VfB-Präsident Claus Vogt folgt den Empfehlungen des Robert-Koch-Instituts und verzichtet derzeit etwa aufs Händeschütteln. „Ich bin nicht besorgt und habe keine Angst vor Ansteckung“, sagt er am Freitagabend bei der Premiere im Friedrichsbau Varieté und grüßt mit der Ghetto-Faust. Beim VfB stehe man „in enger Abstimmung mit den Behörden und Fußballverbänden, um bestmöglich informiert zu sein“.

„Ein nettes Lächeln ist viel charmanter“

Am besten aber ist: Man berührt sich gar nicht erst. Timo Steinhauer, der Geschäftsführer des Friedrichsbau-Varietés, fürchtet, dass sich in diesen Tagen der Wahnsinn schneller ausbreitet als das Virus. Bei der Premiere seiner neuen Show „Tollhouse“ ermuntert er die Gäste dazu, auf Distanz zu bleiben – und sich anzustrahlen. Lasst die Augen sprechen! „Wer auf körperliche Annäherung verzichtet, mindert die Freude und Höflichkeit keineswegs“, findet der Theaterchef, „ein nettes und ehrliches Lächeln ist ohnehin viel charmanter.“

„I can’t get no Desinfection!“

Sehr charmant, die schwäbischen Ghettofaustgrüße. Xondbleiba isch halt a subber Sach und Küssen gar net meh seggsie. Im Varieté werden nun Türgriffe, die Gäste bisweilen wagemutig berühren, „ständig desinfiziert“, wie Steinhauer ankündigt. Soll keiner hier auf dem Pragsattel den guten alten Stones-Hit singen müssen: „I can’t get no Desinfection!“

Nicht leicht ist es, genügend Desinfektionsspender für alle Gäste zu bekommen. „Trotz Premierenstress sind unsere Mitarbeiter ständig unterwegs, um Nachschub zu besorgen“, sagt der Friedrichsbau-Geschäftsführer. Vor der Premiere ist er nur einmal gefragt worden, ob man die Show nicht absagen sollte. Am Abend aber bleiben doch etliche Plätze frei. Steinhauer ruft in seiner Begrüßungsrede dazu auf, „dass wir das menschlich zusammen durchstehen“.

Gesehen: Unternehmer Dieter Hundt, OB-Kandidatin Veronika Kienzle (Grüne) mit ihrem Mann Michael Kienzle, dem Redenschreiber von Winfried Kretschmann, Ginstr-Chef Alexander „Sandy“ Franke, Moderator Jens Zimmermann, Ballett-Altmeister George Bailey und viele andere.
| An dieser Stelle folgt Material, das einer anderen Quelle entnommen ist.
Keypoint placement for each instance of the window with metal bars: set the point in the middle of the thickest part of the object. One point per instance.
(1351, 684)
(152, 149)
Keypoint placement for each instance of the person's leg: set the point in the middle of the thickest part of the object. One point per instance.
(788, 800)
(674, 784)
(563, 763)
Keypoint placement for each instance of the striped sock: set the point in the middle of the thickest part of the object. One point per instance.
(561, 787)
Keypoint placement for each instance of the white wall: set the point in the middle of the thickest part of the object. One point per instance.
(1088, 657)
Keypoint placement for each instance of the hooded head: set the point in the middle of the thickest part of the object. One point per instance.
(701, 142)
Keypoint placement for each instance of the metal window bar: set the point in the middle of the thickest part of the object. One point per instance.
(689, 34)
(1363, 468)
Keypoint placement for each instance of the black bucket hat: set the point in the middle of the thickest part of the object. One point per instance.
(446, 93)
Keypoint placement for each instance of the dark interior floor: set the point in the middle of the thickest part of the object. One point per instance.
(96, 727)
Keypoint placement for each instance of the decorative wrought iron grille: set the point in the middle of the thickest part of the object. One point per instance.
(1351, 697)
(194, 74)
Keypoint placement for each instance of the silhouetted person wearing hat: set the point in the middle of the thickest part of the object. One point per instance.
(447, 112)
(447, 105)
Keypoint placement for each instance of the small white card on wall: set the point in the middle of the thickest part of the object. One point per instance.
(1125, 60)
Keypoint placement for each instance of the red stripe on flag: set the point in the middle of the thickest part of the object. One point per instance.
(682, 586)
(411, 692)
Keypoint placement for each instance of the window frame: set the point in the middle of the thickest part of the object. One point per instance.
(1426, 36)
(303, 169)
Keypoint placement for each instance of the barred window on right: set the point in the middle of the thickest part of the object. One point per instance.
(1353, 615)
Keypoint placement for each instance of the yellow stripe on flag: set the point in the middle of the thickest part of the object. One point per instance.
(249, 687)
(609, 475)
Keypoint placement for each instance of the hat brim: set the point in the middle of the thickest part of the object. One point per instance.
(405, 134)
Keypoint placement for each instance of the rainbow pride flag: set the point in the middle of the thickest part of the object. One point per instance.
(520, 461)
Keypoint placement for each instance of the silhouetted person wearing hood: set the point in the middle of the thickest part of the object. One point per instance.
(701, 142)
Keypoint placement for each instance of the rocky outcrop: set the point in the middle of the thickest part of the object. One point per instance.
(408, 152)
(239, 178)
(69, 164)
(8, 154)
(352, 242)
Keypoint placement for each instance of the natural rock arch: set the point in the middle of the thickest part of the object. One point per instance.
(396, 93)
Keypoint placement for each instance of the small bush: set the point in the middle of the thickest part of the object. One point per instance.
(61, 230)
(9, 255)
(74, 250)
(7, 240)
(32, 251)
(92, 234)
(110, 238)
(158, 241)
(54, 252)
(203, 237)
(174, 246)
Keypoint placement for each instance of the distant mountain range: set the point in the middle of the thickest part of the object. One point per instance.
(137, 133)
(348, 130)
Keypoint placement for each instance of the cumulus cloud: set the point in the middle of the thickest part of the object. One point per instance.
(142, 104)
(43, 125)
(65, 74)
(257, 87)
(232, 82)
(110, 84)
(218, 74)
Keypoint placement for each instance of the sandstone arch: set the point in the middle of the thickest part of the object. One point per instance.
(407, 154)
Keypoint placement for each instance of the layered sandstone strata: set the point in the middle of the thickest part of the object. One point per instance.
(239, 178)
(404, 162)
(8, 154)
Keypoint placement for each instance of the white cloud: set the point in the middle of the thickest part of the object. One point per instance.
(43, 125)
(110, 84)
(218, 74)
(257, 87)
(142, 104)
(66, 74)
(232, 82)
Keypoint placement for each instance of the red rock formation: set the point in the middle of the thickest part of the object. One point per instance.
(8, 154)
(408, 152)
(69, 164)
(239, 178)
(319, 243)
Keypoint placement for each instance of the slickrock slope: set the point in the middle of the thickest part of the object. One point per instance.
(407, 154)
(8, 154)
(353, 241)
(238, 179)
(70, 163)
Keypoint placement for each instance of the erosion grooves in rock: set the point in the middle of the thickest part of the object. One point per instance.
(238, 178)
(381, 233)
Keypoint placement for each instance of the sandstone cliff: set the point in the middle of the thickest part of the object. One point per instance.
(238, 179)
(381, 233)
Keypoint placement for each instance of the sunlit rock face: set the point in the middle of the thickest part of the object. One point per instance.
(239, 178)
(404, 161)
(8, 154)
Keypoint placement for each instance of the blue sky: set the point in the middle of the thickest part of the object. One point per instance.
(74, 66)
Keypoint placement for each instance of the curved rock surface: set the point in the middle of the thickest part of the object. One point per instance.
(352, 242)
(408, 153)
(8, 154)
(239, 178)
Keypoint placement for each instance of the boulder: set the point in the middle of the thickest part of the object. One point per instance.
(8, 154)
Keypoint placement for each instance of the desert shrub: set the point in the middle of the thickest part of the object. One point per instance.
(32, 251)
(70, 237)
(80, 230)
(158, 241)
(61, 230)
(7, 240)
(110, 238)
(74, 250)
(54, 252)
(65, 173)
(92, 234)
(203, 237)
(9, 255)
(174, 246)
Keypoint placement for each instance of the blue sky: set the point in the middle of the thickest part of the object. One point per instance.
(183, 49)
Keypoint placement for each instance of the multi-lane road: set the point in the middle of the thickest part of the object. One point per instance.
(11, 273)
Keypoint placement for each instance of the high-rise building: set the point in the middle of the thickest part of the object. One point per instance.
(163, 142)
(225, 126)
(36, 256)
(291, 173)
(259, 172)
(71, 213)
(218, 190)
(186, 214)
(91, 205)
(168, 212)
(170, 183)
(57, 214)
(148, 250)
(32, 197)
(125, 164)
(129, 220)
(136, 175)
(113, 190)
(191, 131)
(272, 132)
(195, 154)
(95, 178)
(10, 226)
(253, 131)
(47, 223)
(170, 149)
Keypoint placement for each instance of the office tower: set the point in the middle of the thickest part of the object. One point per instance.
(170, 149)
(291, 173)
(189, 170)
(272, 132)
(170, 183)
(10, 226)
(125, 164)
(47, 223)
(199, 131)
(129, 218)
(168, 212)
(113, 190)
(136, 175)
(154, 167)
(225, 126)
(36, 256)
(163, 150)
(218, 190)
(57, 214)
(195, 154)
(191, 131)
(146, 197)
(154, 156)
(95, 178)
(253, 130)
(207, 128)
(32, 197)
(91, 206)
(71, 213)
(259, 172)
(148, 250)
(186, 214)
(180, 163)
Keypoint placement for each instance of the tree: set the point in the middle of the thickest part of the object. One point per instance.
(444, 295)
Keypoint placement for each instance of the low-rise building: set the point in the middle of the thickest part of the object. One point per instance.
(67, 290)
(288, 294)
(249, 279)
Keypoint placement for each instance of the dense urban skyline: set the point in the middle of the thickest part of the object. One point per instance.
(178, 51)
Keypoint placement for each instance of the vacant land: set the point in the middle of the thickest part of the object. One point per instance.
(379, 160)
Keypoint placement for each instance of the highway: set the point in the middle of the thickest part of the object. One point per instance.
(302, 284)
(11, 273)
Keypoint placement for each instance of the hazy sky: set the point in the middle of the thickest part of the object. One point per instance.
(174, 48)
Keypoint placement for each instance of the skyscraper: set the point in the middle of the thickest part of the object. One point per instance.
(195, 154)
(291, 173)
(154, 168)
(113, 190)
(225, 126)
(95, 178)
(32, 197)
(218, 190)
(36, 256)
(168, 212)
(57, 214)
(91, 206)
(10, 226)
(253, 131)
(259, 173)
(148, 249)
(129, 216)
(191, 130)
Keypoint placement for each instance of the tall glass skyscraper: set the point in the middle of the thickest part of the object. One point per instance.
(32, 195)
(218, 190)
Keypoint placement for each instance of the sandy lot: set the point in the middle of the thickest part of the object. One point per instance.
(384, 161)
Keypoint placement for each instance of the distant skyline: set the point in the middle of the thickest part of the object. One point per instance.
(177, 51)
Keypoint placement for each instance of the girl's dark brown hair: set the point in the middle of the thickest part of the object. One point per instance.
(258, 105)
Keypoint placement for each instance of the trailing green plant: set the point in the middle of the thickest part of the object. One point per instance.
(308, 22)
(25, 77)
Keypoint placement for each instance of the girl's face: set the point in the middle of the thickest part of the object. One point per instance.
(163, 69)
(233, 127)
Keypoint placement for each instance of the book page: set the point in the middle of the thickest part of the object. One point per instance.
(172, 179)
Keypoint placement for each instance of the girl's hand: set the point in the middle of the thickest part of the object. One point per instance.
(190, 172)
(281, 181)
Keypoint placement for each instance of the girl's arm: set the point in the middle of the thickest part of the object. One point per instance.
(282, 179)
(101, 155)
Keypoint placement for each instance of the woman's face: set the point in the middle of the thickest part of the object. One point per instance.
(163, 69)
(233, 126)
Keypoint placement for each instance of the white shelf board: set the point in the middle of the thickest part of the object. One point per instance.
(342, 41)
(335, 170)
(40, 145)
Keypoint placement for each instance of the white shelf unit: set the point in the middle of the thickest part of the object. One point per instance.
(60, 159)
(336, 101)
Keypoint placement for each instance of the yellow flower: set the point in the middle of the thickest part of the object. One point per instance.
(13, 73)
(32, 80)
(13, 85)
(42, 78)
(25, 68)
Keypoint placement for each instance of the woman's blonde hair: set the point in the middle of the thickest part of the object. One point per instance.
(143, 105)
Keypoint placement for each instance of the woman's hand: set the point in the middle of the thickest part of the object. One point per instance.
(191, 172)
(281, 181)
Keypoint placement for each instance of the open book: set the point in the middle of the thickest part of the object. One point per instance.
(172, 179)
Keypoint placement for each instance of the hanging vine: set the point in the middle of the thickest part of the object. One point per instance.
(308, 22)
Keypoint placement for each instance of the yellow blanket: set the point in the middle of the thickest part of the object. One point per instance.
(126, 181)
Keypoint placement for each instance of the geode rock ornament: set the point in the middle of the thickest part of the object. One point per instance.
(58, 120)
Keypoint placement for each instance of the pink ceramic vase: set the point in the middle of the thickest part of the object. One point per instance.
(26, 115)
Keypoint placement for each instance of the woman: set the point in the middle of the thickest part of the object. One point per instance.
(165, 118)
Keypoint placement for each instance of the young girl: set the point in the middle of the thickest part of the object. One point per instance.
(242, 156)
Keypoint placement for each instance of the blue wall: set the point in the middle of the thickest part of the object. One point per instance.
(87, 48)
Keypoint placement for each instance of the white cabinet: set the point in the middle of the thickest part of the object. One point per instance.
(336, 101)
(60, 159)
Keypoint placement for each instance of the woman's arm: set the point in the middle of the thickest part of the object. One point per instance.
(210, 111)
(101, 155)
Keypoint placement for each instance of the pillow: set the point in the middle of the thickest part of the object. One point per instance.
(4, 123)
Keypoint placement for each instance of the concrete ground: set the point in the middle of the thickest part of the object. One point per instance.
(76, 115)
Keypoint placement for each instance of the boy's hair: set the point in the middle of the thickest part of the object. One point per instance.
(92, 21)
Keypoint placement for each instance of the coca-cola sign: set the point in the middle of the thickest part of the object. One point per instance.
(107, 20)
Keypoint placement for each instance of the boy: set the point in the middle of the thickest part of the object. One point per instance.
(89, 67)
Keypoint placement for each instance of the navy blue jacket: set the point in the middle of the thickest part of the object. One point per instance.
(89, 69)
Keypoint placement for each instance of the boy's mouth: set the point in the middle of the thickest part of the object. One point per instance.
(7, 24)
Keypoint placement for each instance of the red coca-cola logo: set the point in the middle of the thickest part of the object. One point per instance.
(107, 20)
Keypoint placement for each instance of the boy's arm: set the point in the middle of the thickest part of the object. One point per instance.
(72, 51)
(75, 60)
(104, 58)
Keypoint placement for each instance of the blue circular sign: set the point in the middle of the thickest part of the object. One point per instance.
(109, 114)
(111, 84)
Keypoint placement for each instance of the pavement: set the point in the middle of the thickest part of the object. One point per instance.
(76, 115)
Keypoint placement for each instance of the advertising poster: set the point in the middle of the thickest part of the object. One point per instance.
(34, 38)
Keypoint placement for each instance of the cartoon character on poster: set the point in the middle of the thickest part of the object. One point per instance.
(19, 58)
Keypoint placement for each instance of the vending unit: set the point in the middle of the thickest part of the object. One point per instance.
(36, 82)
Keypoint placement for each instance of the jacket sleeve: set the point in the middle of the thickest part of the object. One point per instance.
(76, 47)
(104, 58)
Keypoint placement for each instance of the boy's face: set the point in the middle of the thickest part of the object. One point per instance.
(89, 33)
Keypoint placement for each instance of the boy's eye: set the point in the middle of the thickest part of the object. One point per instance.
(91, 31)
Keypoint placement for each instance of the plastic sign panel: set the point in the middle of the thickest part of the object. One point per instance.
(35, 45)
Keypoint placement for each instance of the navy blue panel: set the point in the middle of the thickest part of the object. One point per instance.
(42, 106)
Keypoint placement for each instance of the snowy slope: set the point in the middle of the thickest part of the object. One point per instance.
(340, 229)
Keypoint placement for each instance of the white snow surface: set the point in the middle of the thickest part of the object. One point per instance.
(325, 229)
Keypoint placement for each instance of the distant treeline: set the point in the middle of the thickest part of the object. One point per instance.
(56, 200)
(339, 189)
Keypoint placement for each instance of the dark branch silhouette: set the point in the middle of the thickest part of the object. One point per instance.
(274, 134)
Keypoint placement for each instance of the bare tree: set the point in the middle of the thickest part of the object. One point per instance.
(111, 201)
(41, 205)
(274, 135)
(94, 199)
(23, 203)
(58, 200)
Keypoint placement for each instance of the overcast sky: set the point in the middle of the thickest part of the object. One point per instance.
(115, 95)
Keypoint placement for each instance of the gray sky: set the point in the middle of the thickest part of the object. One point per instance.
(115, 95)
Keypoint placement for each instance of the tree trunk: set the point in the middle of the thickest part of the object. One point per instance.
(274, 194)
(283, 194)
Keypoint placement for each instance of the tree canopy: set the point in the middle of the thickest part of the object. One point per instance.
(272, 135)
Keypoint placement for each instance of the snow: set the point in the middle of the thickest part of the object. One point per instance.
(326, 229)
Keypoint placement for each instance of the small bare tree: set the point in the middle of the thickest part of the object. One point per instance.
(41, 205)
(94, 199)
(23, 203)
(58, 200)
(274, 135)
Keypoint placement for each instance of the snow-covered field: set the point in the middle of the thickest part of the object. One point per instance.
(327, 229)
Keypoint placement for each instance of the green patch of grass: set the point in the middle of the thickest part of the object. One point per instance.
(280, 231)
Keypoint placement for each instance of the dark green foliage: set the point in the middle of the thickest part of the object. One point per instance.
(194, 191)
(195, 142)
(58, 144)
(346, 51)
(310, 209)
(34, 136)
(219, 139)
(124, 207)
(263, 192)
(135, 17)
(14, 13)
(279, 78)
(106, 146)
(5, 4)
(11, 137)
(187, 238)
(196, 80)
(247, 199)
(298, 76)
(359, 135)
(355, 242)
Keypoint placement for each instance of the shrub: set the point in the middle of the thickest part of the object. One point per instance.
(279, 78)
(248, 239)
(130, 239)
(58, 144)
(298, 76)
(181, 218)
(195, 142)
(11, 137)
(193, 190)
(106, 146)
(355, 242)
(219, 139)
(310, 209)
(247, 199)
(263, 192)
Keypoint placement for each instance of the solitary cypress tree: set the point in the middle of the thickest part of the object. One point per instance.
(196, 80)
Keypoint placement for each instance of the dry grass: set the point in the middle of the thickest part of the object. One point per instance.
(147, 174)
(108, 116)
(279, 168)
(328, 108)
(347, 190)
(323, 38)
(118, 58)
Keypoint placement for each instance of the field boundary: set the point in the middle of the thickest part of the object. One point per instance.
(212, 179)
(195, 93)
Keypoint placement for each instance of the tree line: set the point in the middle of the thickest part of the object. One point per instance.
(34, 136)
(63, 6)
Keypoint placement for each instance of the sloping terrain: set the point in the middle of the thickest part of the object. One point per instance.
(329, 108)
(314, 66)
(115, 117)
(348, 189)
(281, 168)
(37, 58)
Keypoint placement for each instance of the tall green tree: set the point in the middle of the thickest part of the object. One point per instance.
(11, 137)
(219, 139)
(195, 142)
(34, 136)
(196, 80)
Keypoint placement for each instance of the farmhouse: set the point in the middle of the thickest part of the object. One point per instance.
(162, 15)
Auch Autorin Heike Ellwanger ist dabei. „Ich hatte in meinem Studium Statistik, damals habe ich das nicht so richtig kapiert“, sagt sie, „und ich glaube, jetzt kapiert das die ganze Welt auch nicht, wie hoch das statistische Ansteckungsrisiko ist.“

Chris Fleischhauer umarmt „alle, die ich kenne, herzlich“

Nicht beirren lässt sich Sebastian Weingarten, der Intendant des Renitenztheaters. „Vorsicht ist gut, aber Panik übertrieben“, findet er. Auch in seinem Theater kämen nur vereinzelt Absagen wegen Corona. „Das waren Vorerkrankte.“ Moderator Chris Fleischhauer, die „Lotto-Fee“, sagt, und es klingt wie eine Drohung: „Ich umarme alle, die ich kenne, herzlich und schüttele Hände – ob sie wollen oder nicht. Ich finde die Hamsterkäufe und die Maskenträger furchtbar. Die meisten von uns werden irgendwann an etwas ganz anderem sterben, aber sicherlich nicht am Coronavirus.“

Die „Tollhouse“-Show wird bis zum 31. Mai gespielt

Der Friedrichsbau – ein toll gewordenes Comedyhaus! Das Premierenpublikum ist begeistert von diesen durchgeknallten Charakteren und einem sehr ruppigen Conférencier. Ausgeflippte und irrwitzige Bühnenmenschen treffen sich mit liebevollen Eigenarten oder auch nur mit einem ganz normalen Schuss im „Tollhouse“, einem Mix aus Gags und Artistik (gespielt wird bis 31. Mai). Dabei handelt es sich laut Programm um zehn Paradiesvögel in Stuttgarts schrägster WG. Als Devise gibt Regisseur Ralph Sun aus: „Fragen Sie nicht, warum, sondern: Warum nicht?“ Fragen Sie, liebe Leserinnen und Leser, also nicht, warum die Menschen verrückt spielen wegen Corona, fragen Sie lieber: warum nicht?

Le baiser, il bacio, der Kuss – no merci, no grazie, bloß nicht! Wer will auch schon jeden küssen? Und wenn uns jemand mit seinem Kussmund kommt, singen wir ganz prinzenhaft laut: „Keiner, der mich je gesehen hat, hätte das geglaubt, küssen ist bei mir nicht erlaubt.“ Und jetzt hauen wir endlich ab, um die Hände zu waschen. Dazu singen wir fünfmal den „Küssen verboten“-Refrain, dann sind genau 20 Sekunden rum. Ist einfach toll, wenn man zuweilen aus dem Haus daheim rauskommt und den Corona-Wahnsinn bei diesem Bühnen-Irrsinn vergisst.